Not a Solid app, but Linked Open Vocabularies looks impressive. I plan to use is so at some point to help understand what is in datasets based on the ontologies they use:

2 Likes

It looks like they use java and sparql to put ontologies in a mongo database and then have an api to return terms and persons or organizations in the ontologies. Looks like there are 716 ontologies. The code is from 4 years ago so I don’t know how often or when they update the database, or if they look for new ontologies or if the list is never changed.

It would be great to have it updated in an adaptable way and the vocabs themselves be in a triple store on a pod or in SemApps.

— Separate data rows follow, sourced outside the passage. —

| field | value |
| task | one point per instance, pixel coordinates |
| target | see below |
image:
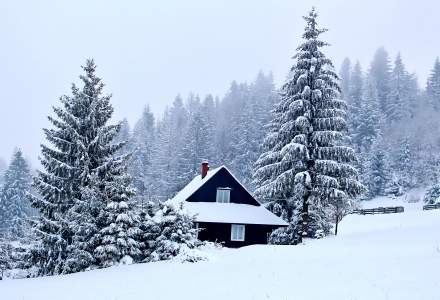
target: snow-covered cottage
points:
(225, 211)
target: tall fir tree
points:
(14, 204)
(79, 166)
(305, 165)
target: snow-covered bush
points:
(284, 236)
(176, 234)
(432, 196)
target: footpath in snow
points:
(374, 257)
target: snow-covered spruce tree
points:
(3, 167)
(305, 166)
(398, 99)
(433, 85)
(14, 204)
(119, 240)
(141, 162)
(355, 101)
(197, 142)
(5, 256)
(79, 166)
(124, 136)
(345, 75)
(380, 75)
(379, 172)
(176, 232)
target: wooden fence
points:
(379, 210)
(431, 206)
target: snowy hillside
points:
(376, 257)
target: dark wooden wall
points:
(207, 193)
(221, 233)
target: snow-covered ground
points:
(394, 256)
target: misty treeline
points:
(166, 153)
(394, 123)
(99, 198)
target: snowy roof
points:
(194, 185)
(223, 212)
(232, 213)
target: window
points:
(237, 233)
(223, 195)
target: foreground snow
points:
(375, 257)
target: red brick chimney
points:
(205, 168)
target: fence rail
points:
(431, 206)
(380, 210)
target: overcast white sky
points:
(147, 52)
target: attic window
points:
(237, 233)
(223, 195)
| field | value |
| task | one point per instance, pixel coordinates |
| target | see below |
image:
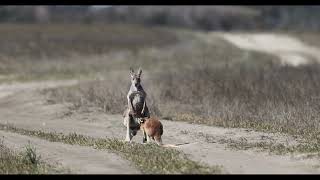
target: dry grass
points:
(185, 78)
(148, 158)
(26, 162)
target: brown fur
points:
(153, 128)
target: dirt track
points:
(23, 106)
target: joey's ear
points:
(139, 72)
(131, 72)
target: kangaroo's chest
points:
(138, 100)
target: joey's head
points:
(135, 78)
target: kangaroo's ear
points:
(139, 72)
(131, 72)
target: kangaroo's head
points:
(135, 78)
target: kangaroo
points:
(137, 106)
(152, 129)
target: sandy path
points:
(29, 110)
(290, 50)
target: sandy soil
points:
(24, 107)
(290, 50)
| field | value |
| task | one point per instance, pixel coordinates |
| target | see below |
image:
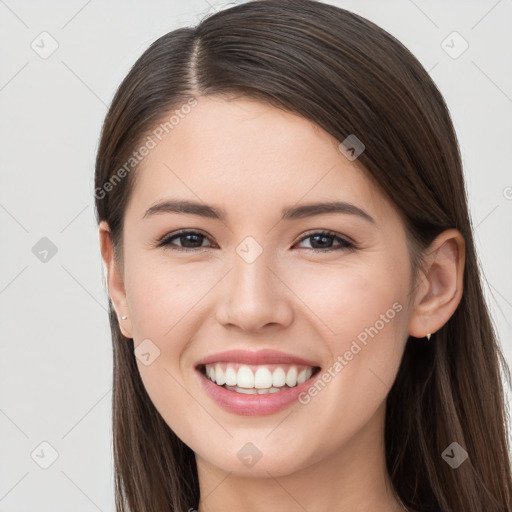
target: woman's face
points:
(252, 281)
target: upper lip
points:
(265, 356)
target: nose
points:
(255, 296)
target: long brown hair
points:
(350, 77)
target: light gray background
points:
(55, 360)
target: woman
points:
(295, 301)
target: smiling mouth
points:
(257, 379)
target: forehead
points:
(248, 155)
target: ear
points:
(440, 291)
(115, 282)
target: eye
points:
(322, 239)
(191, 240)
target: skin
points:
(252, 160)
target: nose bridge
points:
(253, 295)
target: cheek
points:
(359, 311)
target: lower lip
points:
(254, 405)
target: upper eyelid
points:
(318, 232)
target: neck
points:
(354, 477)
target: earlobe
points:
(441, 291)
(115, 282)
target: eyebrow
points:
(291, 213)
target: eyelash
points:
(345, 244)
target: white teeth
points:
(262, 378)
(230, 376)
(219, 377)
(278, 378)
(245, 377)
(241, 376)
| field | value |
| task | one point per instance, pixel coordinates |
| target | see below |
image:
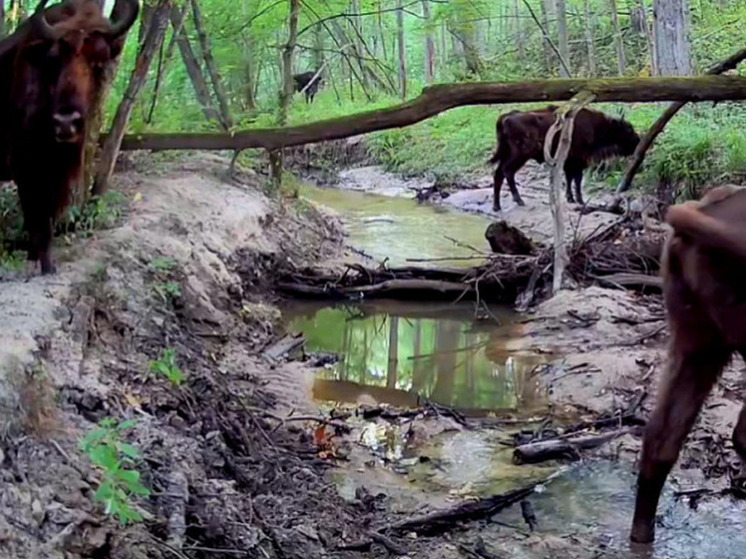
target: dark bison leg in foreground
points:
(53, 64)
(704, 271)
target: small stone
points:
(37, 511)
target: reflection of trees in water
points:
(448, 361)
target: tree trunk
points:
(212, 68)
(401, 49)
(648, 38)
(318, 47)
(547, 7)
(193, 69)
(519, 38)
(429, 43)
(286, 95)
(672, 46)
(393, 362)
(590, 41)
(151, 43)
(563, 43)
(438, 98)
(80, 195)
(618, 39)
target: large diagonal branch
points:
(439, 98)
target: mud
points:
(236, 459)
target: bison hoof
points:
(642, 535)
(738, 485)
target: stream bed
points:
(467, 357)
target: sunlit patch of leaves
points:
(120, 482)
(167, 367)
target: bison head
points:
(69, 58)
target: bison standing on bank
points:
(520, 137)
(51, 70)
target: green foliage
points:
(120, 484)
(166, 366)
(100, 212)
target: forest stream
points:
(468, 358)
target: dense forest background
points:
(219, 65)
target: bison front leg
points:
(693, 369)
(43, 242)
(498, 184)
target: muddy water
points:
(402, 230)
(391, 352)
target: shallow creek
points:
(455, 355)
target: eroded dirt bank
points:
(189, 271)
(234, 457)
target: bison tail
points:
(706, 231)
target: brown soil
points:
(233, 457)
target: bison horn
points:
(39, 23)
(125, 18)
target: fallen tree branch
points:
(438, 98)
(532, 453)
(642, 148)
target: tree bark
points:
(672, 45)
(562, 40)
(286, 95)
(639, 156)
(81, 194)
(153, 39)
(193, 68)
(590, 41)
(401, 49)
(393, 362)
(212, 68)
(621, 55)
(429, 43)
(439, 98)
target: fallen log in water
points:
(563, 448)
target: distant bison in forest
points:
(51, 69)
(520, 137)
(304, 80)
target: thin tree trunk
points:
(318, 47)
(648, 38)
(286, 95)
(393, 362)
(564, 45)
(193, 68)
(518, 26)
(92, 148)
(590, 40)
(672, 46)
(546, 35)
(439, 98)
(429, 43)
(154, 37)
(212, 68)
(163, 63)
(401, 49)
(618, 39)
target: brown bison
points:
(520, 137)
(51, 69)
(704, 262)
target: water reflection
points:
(398, 229)
(391, 352)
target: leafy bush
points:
(119, 483)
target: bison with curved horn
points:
(51, 70)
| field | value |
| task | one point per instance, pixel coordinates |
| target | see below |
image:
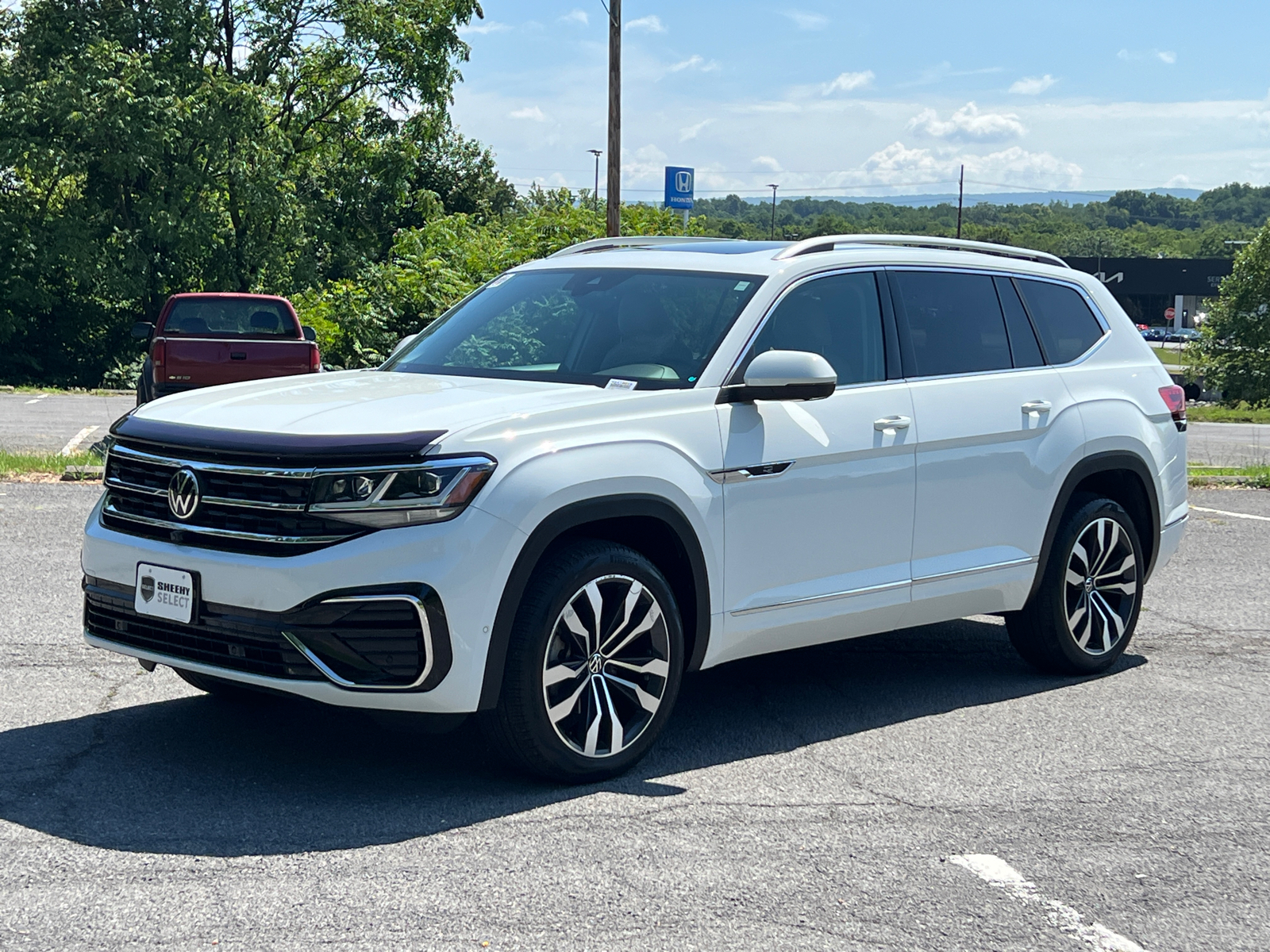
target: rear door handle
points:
(893, 423)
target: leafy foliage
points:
(1235, 348)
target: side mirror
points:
(784, 374)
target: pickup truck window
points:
(586, 325)
(229, 317)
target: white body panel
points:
(841, 535)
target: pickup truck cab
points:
(201, 340)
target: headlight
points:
(400, 495)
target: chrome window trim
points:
(421, 609)
(108, 509)
(780, 298)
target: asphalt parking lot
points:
(812, 800)
(48, 423)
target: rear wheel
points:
(1083, 613)
(594, 666)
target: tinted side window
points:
(954, 323)
(1022, 340)
(837, 317)
(1066, 324)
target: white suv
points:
(643, 457)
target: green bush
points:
(1233, 353)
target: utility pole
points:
(615, 118)
(960, 201)
(595, 196)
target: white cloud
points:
(1165, 56)
(1033, 86)
(808, 21)
(484, 29)
(897, 164)
(694, 131)
(530, 112)
(848, 82)
(694, 63)
(652, 23)
(968, 124)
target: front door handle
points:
(893, 423)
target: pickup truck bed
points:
(202, 340)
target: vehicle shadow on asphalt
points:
(207, 777)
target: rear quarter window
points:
(1064, 323)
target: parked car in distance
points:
(643, 457)
(201, 340)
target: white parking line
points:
(1233, 516)
(997, 873)
(76, 440)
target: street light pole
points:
(595, 196)
(615, 118)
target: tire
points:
(1083, 613)
(220, 689)
(579, 704)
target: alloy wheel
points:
(1100, 587)
(607, 666)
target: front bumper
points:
(464, 562)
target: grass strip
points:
(18, 465)
(1257, 476)
(1229, 414)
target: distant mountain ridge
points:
(982, 197)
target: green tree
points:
(1235, 349)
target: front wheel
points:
(1083, 613)
(594, 666)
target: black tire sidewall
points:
(1054, 611)
(522, 706)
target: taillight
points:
(1175, 399)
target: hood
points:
(365, 404)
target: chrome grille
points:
(244, 508)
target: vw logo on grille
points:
(183, 494)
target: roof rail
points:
(629, 241)
(829, 243)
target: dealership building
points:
(1147, 287)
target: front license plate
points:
(165, 593)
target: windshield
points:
(656, 328)
(229, 317)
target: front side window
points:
(584, 325)
(229, 317)
(837, 317)
(1066, 324)
(954, 323)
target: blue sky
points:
(868, 98)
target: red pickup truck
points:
(201, 340)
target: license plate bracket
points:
(167, 593)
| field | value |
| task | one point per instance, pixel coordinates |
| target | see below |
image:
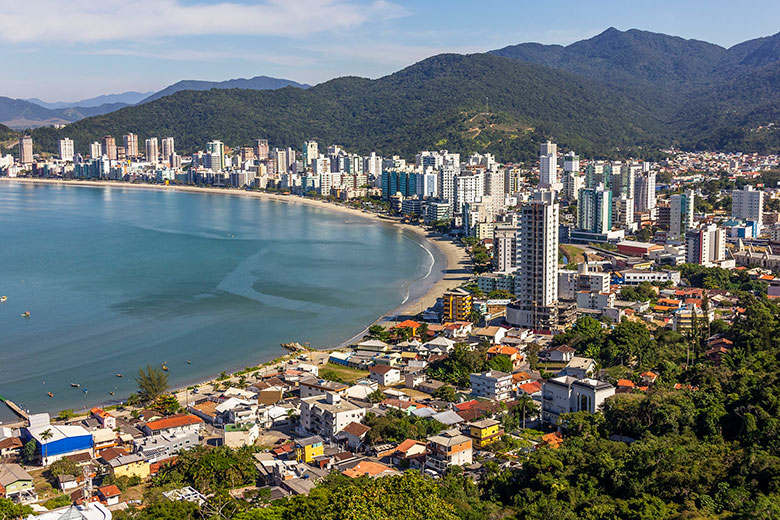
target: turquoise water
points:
(115, 278)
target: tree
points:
(152, 383)
(445, 393)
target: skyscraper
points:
(168, 149)
(108, 147)
(152, 150)
(536, 280)
(25, 150)
(261, 149)
(594, 210)
(66, 149)
(748, 204)
(548, 165)
(131, 145)
(681, 214)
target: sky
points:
(69, 50)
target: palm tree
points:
(45, 436)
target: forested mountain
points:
(256, 83)
(611, 95)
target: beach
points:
(451, 267)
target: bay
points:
(115, 278)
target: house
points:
(308, 448)
(354, 433)
(492, 384)
(367, 468)
(384, 375)
(328, 415)
(579, 367)
(109, 495)
(559, 354)
(130, 465)
(175, 424)
(565, 394)
(312, 386)
(485, 431)
(449, 448)
(16, 484)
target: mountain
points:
(126, 98)
(256, 83)
(439, 102)
(20, 114)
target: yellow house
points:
(485, 431)
(130, 466)
(309, 448)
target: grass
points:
(341, 373)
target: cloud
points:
(87, 21)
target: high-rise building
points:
(644, 190)
(66, 149)
(131, 145)
(152, 150)
(505, 249)
(548, 165)
(536, 278)
(168, 149)
(594, 210)
(748, 204)
(261, 149)
(25, 150)
(217, 148)
(310, 152)
(108, 147)
(681, 214)
(706, 245)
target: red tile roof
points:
(175, 421)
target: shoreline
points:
(454, 271)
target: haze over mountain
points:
(601, 96)
(127, 98)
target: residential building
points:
(705, 245)
(536, 280)
(66, 149)
(457, 305)
(450, 448)
(485, 431)
(328, 415)
(492, 384)
(681, 214)
(748, 204)
(25, 150)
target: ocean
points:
(115, 278)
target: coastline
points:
(453, 272)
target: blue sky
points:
(68, 50)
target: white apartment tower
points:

A dynamic cache of ontologies (or shapes or forms) that you could analyze or update in custom ways, and work on collaboratively.

1 Like

Also a nice collection w3id.org (see the repo for all redirections)

1 Like

They are responsive on twitter so you could ask.

Do you mean the creators (Pierre-Yves Vandenbussche and Bernard Vatant) or where it’s hosted (at UPM), or is there a Twitter account for LOV? I never use Twitter so I’m not very good at searching it.

Here you go: https://twitter.com/LOVocabularies

1 Like

Hello @anon36056958 . Thanks for your email. I am one of the maintaner of LOV with Maria and Pierre-Yves. Nice also to be here :slight_smile:

1 Like

Yes, the code of LOV is almost stable, except for minor features, because the DEVers are also busy elsewhere. However, we add an average 2 or 3 vocabulary per week, after a small review by the curators. How can we help here to have a SolidLoV App? Happy to help if needed.

1 Like

Hi @gatemezing!
Happy to see you here! Thanks for your prompt reply! I don’t know if you’re familiar with the Solid project, but it is an effort to redecentralize the web based on Pods, which are personal storage spaces which are sort of like Linked Data Platforms which are privacy protected with Web Access Control settings.
I wrote to see if there is possibly any interest on your part in participating in a possible revival here of the idea of an ontology hub, that is, with an implementation of Linked Open Vocabularies based on Solid.
Or any other efforts or implementations having to do with Solid that you guys may be interested in.

That is fantastic! I am hoping also to interest others here, because I think there is a lot of interest in this topic.